I think I may have you all beaten when it comes to obscure albums. :) I used to have a couple of LPs by a Kiwi bluegrass band that my uncle played in (back in the 60s or 70s) called Stoney Lonesome. (there is apparently a blues band today called the Stoney Lonesome Blues Band, which I foundw with a hotbot search, but it is unrelated). The song of theirs that I remember the most was a bluegrass cover of a Roling Stones song...I forget the title though. Can you beat that? ;-)
Singer-songwriter Bernice Lewis sometimes plays with an all-girl ukulele band. They covered the Barenaked Ladies' "If I Had A Million Dollars."
Stephen Christoff is a guy who Eric and I struck up a conversation with while he was playing the musical saw for change downtown. It just so happened that he was opening for someone that night in the basement of the Unitarian church; it just so happened further that he had a few CDs left to sell. He plays the mandolin and sings mostly, with musical saw on a few tracks.

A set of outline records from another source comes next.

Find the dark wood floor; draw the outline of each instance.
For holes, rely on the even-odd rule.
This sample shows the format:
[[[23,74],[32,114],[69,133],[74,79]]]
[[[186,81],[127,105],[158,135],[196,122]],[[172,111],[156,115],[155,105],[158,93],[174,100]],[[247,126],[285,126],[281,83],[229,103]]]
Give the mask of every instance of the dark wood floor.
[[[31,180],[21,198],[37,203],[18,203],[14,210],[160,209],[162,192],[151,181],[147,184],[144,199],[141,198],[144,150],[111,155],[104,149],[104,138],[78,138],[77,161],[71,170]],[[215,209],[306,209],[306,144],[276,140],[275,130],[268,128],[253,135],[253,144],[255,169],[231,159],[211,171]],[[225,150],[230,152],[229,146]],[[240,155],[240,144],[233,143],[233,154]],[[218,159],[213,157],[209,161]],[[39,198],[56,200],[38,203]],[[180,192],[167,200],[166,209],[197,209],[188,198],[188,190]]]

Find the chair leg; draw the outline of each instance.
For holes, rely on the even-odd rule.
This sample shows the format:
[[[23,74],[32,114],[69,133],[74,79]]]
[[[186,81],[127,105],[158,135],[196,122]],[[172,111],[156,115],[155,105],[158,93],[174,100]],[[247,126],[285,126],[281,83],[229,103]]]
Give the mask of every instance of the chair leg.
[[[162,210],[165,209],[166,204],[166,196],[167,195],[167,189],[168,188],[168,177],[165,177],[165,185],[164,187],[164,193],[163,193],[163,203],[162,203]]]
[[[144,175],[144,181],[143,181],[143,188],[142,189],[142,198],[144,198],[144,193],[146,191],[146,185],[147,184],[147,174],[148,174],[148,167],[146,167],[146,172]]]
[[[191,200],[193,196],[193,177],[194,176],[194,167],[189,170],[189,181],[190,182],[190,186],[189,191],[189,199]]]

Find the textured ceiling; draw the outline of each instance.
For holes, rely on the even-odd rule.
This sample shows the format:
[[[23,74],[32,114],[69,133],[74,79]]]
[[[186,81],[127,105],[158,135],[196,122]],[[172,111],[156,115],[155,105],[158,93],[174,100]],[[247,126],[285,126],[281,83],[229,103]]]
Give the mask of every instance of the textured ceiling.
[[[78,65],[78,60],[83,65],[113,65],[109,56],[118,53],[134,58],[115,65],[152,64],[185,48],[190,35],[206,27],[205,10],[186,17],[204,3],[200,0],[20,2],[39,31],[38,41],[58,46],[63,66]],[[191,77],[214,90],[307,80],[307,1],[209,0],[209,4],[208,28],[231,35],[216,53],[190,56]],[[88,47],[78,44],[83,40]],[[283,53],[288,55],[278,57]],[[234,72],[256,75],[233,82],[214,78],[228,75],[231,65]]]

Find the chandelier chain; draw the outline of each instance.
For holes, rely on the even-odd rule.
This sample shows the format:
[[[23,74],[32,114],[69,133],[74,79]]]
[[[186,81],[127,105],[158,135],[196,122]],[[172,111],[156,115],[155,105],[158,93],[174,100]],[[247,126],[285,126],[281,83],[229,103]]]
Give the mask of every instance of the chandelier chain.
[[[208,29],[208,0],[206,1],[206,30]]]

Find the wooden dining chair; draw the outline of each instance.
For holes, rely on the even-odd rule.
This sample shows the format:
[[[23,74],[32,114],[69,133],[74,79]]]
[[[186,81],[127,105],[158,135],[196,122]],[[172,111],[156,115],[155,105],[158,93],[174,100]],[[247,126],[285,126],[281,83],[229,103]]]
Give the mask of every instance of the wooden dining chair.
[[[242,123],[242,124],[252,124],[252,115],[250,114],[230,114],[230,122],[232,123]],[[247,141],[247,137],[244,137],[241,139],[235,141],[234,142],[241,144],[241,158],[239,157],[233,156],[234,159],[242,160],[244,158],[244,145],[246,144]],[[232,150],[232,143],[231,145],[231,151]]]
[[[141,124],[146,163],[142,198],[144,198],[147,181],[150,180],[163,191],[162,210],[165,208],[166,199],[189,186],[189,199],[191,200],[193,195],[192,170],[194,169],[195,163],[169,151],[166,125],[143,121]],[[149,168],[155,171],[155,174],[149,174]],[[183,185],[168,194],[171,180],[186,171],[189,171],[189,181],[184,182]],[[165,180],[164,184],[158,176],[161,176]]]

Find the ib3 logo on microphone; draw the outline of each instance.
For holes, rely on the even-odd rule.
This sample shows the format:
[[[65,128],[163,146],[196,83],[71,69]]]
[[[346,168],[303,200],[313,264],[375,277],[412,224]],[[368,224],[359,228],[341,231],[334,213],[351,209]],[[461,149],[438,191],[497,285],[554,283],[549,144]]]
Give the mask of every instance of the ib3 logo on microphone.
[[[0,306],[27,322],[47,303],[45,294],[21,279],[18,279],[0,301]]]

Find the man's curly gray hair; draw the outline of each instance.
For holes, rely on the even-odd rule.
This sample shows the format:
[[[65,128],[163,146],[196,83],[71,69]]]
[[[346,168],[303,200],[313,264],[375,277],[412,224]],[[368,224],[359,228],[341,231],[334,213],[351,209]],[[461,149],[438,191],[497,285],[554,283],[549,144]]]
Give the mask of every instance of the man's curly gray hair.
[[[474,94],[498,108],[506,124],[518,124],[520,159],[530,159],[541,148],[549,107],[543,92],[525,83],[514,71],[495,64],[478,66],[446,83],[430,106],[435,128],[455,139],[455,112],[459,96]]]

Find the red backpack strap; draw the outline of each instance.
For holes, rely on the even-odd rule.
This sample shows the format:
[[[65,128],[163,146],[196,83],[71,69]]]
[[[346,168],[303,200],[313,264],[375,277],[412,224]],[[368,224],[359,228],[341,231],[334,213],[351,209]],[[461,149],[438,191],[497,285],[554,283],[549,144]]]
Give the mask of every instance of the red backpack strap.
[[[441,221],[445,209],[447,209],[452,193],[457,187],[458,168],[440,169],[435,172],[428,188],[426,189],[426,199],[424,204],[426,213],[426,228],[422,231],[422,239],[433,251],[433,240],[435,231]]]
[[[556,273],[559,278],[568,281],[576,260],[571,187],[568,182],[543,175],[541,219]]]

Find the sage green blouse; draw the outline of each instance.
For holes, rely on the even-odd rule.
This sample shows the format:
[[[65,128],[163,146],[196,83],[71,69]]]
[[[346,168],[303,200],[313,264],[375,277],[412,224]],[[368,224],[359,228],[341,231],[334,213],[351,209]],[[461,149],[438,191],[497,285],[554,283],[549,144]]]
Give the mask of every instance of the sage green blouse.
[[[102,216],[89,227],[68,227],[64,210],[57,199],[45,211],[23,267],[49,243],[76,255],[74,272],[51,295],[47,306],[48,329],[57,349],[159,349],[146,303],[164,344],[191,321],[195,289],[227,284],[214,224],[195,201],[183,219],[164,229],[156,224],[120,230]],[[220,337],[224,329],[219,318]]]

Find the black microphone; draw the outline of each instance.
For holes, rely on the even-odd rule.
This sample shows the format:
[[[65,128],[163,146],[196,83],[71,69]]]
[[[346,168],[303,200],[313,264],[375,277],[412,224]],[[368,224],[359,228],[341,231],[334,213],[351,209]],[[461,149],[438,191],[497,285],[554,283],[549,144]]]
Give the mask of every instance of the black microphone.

That sounds really cool. I've gotten to be a big musical saw fan lately. (Did you know that a musical saw player is called a "sawyer"?)
Didn't know that. That's wonderful.
What is a musical saw?
By playing a saw blade wtih mallets or a violin bow, you can get a musical tone out of it. By bending the blade in certain ways, you can change the pitch (I'm not sure exactly what determines the pitch you get). Usually it comes out with a mournful glissando-y sound. Can anyone think of a fairly common recording that has musical saw on it? It shows up in the oddest of places, but I can't think of examples at the moment.
Musical saw is all over Mercury Rev's latest, "Deserter's Songs," and skilled sawyer Julian Koster plays both on Neutral Milk Hotel's "In the Aeroplane Over the Sea" and, less obscurely, on a They Might Be Giants song - "James K. Polk," I think. I found a website on musical saws once. It had info on saws to buy (apparently they make saws solely for musical purposes) and tips from Julian Koster on playing the saw. I wish I still had the URL...
An Alta Vista search on +"musical saw" +"julian koster" finds: http://homepages.enterprise.net/scruss/musicalsaw.html which might be the page you are looking for.
In other musical saw news, I just discovered a saw player in the credits for "Ghostyhead," for a particularly haunting melody that I'd just assumed was some sort of electronic gobbledygook.
Saws and theremins do sound somewhat alike.
That's just what I was thinking.
Though I believe that saws are actually easier to play in some respects, because the pitch is much easier to control (i.e. a saw doesn't alter in pitch every time your hand shakes a little).
Tom Wait's CD "The Black Rider" has musical saw on it in a few places, too.